The 2014 midterm elections were about as thorough a victory for Republicans as might have reasonably been anticipated. Much of it, however, was baked into the cake by an insanely fortunate Senate landscape and turnout patterns that are increasingly dividing elections into midterms dominated by Republicans and presidential elections dominated by Democrats. But while Republican Senate and gubernatorial midterm victories in red states aren’t that great and accomplishment, the GOP also won Senate seats in two states carried by Obama in 2012 and another the president carried in 2008. And although some of the surprisingly strong Republican gubernatorial performances involve single-state quirks, they so exceeded expectations that some other explanation is called for.
Comparing yesterday’s exit polls to those of 2012, the first thing that jumps out at you is a big shift in age demographics: under-30 voters dropped from 19 percent of the electorate in 2012 to 13 percent in 2014, while over-65 voters climbed from 16 percent in 2012 to 22 percent in 2014. That’s quite close to the age demographics of 2010.
In terms of race and ethnicity, the white share of the electorate increased modestly from 72 percent in 2012 to 75 percent this year, not quite back up to the 77 percent whites represented in 2010. And interestingly enough, Republican performance among white voters didn’t change at all from the 59/39 margin achieved by Mitt Romney. What did change is that Republicans boosted their percentage among African-Americans from 6 percent won by Romney to 10 percent yesterday; from 27 percent to 35 percent among Latinos; and from 26 percent to 49 percent among Asians.

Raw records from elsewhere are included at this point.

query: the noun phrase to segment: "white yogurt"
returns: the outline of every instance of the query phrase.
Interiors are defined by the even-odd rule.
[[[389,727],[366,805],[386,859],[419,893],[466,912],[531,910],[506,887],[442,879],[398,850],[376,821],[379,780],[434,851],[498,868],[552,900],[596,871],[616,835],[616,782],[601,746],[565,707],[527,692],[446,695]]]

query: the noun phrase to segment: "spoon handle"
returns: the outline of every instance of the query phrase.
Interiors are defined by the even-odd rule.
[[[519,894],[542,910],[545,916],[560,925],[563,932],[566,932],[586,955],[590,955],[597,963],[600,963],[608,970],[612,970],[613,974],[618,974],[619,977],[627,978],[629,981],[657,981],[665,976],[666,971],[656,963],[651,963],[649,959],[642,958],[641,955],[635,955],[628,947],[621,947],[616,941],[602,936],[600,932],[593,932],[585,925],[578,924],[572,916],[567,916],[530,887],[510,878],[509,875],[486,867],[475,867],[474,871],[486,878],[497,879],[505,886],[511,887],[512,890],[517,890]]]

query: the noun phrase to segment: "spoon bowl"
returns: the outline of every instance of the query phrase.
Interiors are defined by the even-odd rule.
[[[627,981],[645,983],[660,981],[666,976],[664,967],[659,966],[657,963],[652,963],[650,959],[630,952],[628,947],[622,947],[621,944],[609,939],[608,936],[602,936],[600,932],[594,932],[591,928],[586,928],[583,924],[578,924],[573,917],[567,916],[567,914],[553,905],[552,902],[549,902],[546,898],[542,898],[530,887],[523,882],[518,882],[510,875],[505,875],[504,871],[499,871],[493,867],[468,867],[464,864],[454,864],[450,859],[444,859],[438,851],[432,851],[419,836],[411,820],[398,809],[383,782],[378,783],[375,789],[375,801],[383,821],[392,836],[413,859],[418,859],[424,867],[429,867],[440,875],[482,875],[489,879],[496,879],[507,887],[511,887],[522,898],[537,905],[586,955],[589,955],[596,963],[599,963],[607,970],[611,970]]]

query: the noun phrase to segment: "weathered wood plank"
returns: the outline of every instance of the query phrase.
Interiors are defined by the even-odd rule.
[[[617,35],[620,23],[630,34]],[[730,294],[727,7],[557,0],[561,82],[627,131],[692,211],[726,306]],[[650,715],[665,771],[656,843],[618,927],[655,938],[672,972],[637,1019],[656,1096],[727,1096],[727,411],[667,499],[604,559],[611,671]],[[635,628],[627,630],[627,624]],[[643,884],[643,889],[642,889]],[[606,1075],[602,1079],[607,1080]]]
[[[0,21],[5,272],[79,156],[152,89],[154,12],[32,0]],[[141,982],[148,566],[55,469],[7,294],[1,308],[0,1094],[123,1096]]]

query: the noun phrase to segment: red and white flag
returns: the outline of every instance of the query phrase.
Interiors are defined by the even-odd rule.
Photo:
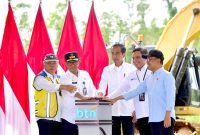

It’s likely the age demographics had some impact on Republican minority performance, particularly among Latinos, given the relatively strong attachment of young Latinos to the Democratic Party. And in general, it’s probable more conservative minority voters were more likely to vote.
But another way to look at it is that minority voting preferences are returning to their pre-Obama level — still strongly Democratic, but not so strongly that in a poor turnout year they offset the heightened Republican preferences of white voters.
There was talk going into the election that another key Obama demographic, under-30 voters, was suddenly tilting Republican, at least among the segment willing to vote in a midterm. But in the end under-30 voters preferred Democrats 54/43–again, very similar to the splits in 2010 and down six points from the 60/37 pro-Democratic ratio of 2012.
So despite talk of millennial “disappointment” with Obama, the best evidence is that their enthusiasm for him as manifested in 2008 and 2012 is not transferable to other Democrats — or is not exhibited in the mix of millennials willing to vote in a midterm. And the same may be true of the minority voters discussed above.
What are the implications, then, for the election cycle we have just entered? Some of the Republican advantage can be expected to melt away instantly due to the age and race/ethnicity differential for a presidential cycle. That shift will apply to downballot races as well. So a more favorable-to-Democrats electorate will vote on a Senate landscape as difficult for Republicans as this year’s was difficult for Democrats. The GOP will need all those wins from yesterday to survive Election Night in 2016 with a majority intact.
But more generally, and with respect to the presidential election itself, the big question is whether Barack Obama’s successor can recapture his extraordinarily high vote percentages among young and minority voters, and/or make inroads among the older and whiter voters who have now consistently rebuffed him and his party in three straight cycles. For their part, the newly triumphant Republicans may be reaching a ceiling among those older white voters, and should probably think long and hard about killing off their prospects for a revival of pre-Obama voting levels among minorities with egregiously hostile legislative proposals on issues ranging from immigration to the “reforms” they want for the social safety net.
On a more mechanical level, the apparent failure of the DSCC’s Bannock Street Project to significantly change the shape of the midterm electorate in key Senate states will require an honest post-mortem for Democrats. Were the targeting and mobilization techniques wrong, or was the landscape and the atmosphere of this midterm just too difficult? Does it take a presidential candidate to build this particular village? We’ll know soon enough.